Persist endpoint UUID for vector_search_endpoints drift detection#5127
Persist endpoint UUID for vector_search_endpoints drift detection#5127janniklasrose merged 3 commits intomainfrom
Conversation
…ctor_search_endpoints
Two fixes that together make `vector_search_endpoints` plan/deploy correctly
across out-of-band changes the user can trigger from the console.
1) endpoint UUID drift detection.
The endpoint name is stable but its UUID changes if the endpoint is
deleted and recreated with the same name. Without persisting that UUID
the planner couldn't detect:
- the endpoint itself being replaced out-of-band (permissions silently
rebound to a different backing endpoint);
- any caller that depends on endpoint_uuid (e.g. permissions object_id)
racing the recreate.
VectorSearchEndpointState now embeds CreateEndpoint and adds
EndpointUuid. DoCreate records the UUID from the create response;
DoUpdate copies it from entry.RemoteState so unrelated updates (e.g.
min_qps) don't blank it out. OverrideChangeDesc classifies
endpoint_uuid drift as Recreate when saved != remote, Skip otherwise.
drift/recreated_same_name flips from a "badness snapshot" to the
recreate behavior, with a permissions block on the endpoint to verify
the cascade rebinds correctly.
2) ignore_remote_changes for endpoint.budget_policy_id.
The API returns effective_budget_policy_id on Get, which folds in
workspace-inherited policy. That value rarely matches the user-set
budget_policy_id, so every plan was seeing drift on a field the user
never touched. drift/budget_policy now asserts the field is correctly
ignored.
drift/min_qps/out.plan.direct.json regenerates to include the new
endpoint_uuid skip entry in the detailed plan.
Co-authored-by: Isaac
Will be handled in an SDK update. Keeping this PR focused on the endpoint UUID drift fix. Co-authored-by: Isaac
| "action": "skip", | ||
| "reason": "state-only field", | ||
| "old": "[UUID]", | ||
| "remote": "[UUID]" |
There was a problem hiding this comment.
I guess both old and remote point to the same uuid? Can we use add_repl.py to add replacement for exact UUID that we're replacing so that test confirms that's it's the same?
| "changes": { | ||
| "endpoint_uuid": { | ||
| "action": "skip", | ||
| "reason": "state-only field", |
There was a problem hiding this comment.
Is "state-only field" correct description? It also exists on the resource itself, e.g. you can see the value in "remote".

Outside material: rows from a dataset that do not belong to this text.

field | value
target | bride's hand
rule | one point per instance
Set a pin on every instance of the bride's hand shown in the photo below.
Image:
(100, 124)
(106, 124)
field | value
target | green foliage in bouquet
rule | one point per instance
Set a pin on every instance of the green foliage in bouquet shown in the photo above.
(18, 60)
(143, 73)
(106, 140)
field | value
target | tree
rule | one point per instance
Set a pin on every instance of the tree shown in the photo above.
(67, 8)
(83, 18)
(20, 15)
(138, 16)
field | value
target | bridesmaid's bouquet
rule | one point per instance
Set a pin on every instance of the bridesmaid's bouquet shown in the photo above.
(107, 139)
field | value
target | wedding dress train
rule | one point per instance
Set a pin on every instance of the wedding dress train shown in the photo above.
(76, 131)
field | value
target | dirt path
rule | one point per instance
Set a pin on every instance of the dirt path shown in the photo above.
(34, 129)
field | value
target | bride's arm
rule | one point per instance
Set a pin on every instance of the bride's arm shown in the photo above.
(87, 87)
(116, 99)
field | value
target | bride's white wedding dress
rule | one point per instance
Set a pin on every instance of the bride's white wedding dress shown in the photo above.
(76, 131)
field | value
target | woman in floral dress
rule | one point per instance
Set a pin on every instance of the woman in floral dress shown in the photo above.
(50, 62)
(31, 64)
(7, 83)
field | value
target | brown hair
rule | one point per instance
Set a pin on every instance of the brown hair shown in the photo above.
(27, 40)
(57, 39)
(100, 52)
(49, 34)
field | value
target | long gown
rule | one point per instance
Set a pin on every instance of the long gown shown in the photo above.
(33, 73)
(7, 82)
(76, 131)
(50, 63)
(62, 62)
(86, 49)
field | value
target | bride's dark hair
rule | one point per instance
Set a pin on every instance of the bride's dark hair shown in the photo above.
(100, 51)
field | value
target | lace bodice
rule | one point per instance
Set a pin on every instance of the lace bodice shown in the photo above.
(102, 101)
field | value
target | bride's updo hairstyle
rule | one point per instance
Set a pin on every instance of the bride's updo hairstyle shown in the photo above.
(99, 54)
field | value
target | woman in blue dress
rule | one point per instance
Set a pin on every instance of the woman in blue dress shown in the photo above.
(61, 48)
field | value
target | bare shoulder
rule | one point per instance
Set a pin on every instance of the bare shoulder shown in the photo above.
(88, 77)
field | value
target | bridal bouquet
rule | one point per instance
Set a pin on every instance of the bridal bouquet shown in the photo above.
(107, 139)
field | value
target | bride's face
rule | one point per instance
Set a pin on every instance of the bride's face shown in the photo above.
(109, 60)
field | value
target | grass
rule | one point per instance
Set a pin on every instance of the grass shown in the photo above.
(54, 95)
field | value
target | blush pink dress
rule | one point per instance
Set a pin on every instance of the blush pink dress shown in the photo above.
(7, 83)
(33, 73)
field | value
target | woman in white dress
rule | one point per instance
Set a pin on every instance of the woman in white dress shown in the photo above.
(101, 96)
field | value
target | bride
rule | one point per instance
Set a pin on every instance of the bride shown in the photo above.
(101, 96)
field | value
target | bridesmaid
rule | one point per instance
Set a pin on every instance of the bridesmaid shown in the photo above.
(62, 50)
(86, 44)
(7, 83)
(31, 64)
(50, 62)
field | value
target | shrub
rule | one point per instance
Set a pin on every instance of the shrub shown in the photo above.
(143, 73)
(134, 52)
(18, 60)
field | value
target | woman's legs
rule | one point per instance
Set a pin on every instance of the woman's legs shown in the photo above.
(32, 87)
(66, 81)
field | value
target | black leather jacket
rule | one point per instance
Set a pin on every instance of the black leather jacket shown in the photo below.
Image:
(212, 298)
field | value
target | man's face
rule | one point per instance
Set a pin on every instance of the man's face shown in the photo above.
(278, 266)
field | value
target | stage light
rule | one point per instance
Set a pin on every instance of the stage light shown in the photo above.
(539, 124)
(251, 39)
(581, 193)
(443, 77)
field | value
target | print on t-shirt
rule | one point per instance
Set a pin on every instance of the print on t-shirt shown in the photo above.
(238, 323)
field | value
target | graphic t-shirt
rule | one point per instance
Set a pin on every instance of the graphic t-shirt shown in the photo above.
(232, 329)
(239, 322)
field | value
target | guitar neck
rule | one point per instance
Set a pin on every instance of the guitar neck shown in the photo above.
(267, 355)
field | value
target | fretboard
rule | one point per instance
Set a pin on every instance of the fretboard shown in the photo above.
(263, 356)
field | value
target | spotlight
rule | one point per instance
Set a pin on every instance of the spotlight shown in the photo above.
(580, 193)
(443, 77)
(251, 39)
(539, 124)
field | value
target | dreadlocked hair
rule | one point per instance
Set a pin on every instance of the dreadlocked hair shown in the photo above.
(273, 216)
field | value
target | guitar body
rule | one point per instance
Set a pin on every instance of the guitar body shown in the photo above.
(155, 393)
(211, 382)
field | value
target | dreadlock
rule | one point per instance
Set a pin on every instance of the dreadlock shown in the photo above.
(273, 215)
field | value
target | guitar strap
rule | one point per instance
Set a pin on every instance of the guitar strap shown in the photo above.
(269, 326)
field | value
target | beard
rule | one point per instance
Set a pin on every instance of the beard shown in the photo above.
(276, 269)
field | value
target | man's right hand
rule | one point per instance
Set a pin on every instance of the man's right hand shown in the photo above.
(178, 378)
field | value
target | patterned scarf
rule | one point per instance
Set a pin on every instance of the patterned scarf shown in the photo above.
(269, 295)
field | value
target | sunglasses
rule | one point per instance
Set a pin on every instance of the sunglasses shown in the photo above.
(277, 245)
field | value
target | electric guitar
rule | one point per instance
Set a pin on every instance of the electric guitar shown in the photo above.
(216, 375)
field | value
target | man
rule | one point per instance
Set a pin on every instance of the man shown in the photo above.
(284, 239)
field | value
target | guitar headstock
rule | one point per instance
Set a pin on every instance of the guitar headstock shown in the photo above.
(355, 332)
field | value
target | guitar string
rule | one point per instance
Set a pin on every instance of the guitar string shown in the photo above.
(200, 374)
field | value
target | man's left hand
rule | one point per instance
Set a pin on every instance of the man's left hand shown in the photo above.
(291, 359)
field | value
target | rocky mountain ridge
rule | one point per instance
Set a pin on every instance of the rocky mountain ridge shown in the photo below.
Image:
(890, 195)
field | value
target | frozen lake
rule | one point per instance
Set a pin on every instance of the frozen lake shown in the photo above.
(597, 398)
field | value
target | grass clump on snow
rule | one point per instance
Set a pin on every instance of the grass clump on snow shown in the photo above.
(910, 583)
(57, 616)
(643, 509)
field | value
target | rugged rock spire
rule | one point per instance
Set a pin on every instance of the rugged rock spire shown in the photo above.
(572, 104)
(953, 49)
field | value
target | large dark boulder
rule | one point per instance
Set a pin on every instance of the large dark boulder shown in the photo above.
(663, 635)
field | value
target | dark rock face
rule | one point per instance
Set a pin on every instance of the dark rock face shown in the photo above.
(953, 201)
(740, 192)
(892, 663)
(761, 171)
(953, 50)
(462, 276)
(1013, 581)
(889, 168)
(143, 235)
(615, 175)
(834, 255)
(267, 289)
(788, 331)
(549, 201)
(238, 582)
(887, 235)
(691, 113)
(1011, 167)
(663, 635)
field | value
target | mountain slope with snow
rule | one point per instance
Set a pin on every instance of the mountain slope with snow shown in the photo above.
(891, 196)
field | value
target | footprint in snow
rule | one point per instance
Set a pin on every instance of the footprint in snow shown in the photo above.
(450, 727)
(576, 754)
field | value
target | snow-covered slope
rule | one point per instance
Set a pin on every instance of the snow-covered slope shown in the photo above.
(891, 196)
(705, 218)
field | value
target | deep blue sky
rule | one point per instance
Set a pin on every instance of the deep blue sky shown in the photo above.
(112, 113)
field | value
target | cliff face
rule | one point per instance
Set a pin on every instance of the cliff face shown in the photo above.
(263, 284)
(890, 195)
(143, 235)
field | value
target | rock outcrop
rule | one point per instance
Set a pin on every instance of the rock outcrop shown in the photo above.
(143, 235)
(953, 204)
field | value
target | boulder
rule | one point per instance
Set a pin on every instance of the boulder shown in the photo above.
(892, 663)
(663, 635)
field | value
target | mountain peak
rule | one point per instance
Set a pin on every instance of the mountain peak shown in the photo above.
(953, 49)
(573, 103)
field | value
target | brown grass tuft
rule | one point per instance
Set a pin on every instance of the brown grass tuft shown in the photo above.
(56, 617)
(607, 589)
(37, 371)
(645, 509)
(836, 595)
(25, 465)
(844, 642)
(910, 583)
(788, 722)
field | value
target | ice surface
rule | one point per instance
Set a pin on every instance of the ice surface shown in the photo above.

We should probably use the same name as etag, same idea there? (not that "custom" is a good name, but makes sense to align there).
bundle/migrate/dashboards/out.plan_after_migrate.json: "etag": {
bundle/migrate/dashboards/out.plan_after_migrate.json- "action": "skip",
bundle/migrate/dashboards/out.plan_after_migrate.json- "reason": "custom",
bundle/migrate/dashboards/out.plan_after_migrate.json- "old": "[NUMID]",
bundle/migrate/dashboards/out.plan_after_migrate.json- "remote": "[NUMID]"
bundle/migrate/dashboards/out.plan_after_migrate.json- },
| } | ||
| if savedUuid != "" && remoteUuid != "" && savedUuid != remoteUuid { | ||
| change.Action = deployplan.Recreate | ||
| change.Reason = "endpoint replaced out-of-band" |
There was a problem hiding this comment.
~/work/cli/bundle % git grep Reason deployplan/plan.go
deployplan/plan.go: Reason string `json:"reason,omitempty"`
deployplan/plan.go:// Possible values for Reason field
deployplan/plan.go: ReasonBackendDefault = "backend_default"
deployplan/plan.go: ReasonAlias = "alias"
deployplan/plan.go: ReasonRemoteAlreadySet = "remote_already_set"
deployplan/plan.go: ReasonEmpty = "empty"
deployplan/plan.go: ReasonCustom = "custom"
deployplan/plan.go: ReasonDrop = "!drop"
We should use a constant there. I'd just reuse ReasonCustom here, same as we do for dashboard.etag, we don't need to explain too much in reason field, it's more of a debugging tool.
also, we don't need to have separate reasons for recreate and skip cases, action already distinguishes those two.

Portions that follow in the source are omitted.